Re. * at the beginning: I mostly want to ensure keyword-only arguments, because some common libraries have the opposite convention from sklearn around the order of y_true vs y_pred. I wouldn't mind allowing both y_pred and y_score (as interchangeable), so the signature could be something like:

  • roc_curve(*, y_true, y_score=None, y_pred=None, sensitive_features, ... )

@kstohr
Copy link

kstohr commented May 17, 2021

@romanlutz Ok, I'll pick this up. Not sure how long it will take me, but will dive in and work through it.

@romanlutz
Copy link
Member

Sounds great! Let us know if you have questions! We're happy to help! I'll also keep checking Discord during the sprint, of course.

@michaelamoako
Copy link
Contributor Author

Quick note: There are contexts in which no negative samples in the ground truth ("No negative samples in y_true"), in which case an ROC curve can not be created

@kstohr
Copy link

kstohr commented May 17, 2021

@michaelamoako ok, so you want me to detect those cases and handle them with a try/except? Any other cases that would arise that we should handle?

@kstohr
Copy link

kstohr commented May 17, 2021

@romanlutz @michaelamoako New to this repo.. Couple quick q's before I build out this class/function.
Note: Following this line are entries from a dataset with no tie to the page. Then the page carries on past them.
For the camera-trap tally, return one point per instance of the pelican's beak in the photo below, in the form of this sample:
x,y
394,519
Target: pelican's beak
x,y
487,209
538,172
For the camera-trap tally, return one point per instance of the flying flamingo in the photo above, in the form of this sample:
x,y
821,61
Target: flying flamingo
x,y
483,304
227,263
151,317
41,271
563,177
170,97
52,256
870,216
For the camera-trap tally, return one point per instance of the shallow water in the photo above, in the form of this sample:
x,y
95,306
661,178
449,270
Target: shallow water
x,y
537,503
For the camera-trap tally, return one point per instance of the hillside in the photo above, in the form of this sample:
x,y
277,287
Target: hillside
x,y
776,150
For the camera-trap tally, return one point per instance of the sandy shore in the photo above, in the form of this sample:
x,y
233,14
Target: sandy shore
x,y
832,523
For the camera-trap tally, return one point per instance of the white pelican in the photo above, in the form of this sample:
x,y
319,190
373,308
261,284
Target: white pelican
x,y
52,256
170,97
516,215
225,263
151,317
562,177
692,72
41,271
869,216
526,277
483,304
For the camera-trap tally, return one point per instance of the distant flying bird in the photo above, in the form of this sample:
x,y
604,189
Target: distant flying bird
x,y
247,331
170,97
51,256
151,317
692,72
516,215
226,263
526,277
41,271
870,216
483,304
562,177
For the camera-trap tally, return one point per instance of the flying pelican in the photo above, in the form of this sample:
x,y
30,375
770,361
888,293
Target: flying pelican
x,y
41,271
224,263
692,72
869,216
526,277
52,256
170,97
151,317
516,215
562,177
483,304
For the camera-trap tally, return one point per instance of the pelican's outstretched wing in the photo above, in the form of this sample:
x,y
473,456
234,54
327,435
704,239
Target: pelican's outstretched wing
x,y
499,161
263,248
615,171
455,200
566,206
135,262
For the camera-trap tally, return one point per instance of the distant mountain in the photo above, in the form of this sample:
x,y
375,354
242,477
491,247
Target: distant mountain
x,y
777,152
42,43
  • I see you have a dir metrics and a dir postprocessing which has some plotting functionality in it already. Where do you want this feature to live? metrics or postprocessing ?

  • Also this function already exists: _calculate_tradeoff_points which --at first glance-- does appear to compute ROC points. Do we need to just extend this to process the data grouped by the sensitive features?

  • If we're plotting the ROC curve for each subgroup, that's just a line plot with traces. It sounds like Fairlearn is moving away from having a dashboard and instead enabling plotting as a set of utilities. Is that right? In which case do we want to build a base _line_plot and _grouped_line_plot class in Matplotlib or maybe plot.ly (interactive) which would be re-usable? Then inherit that class into other metrics classes that might benefit from plotting?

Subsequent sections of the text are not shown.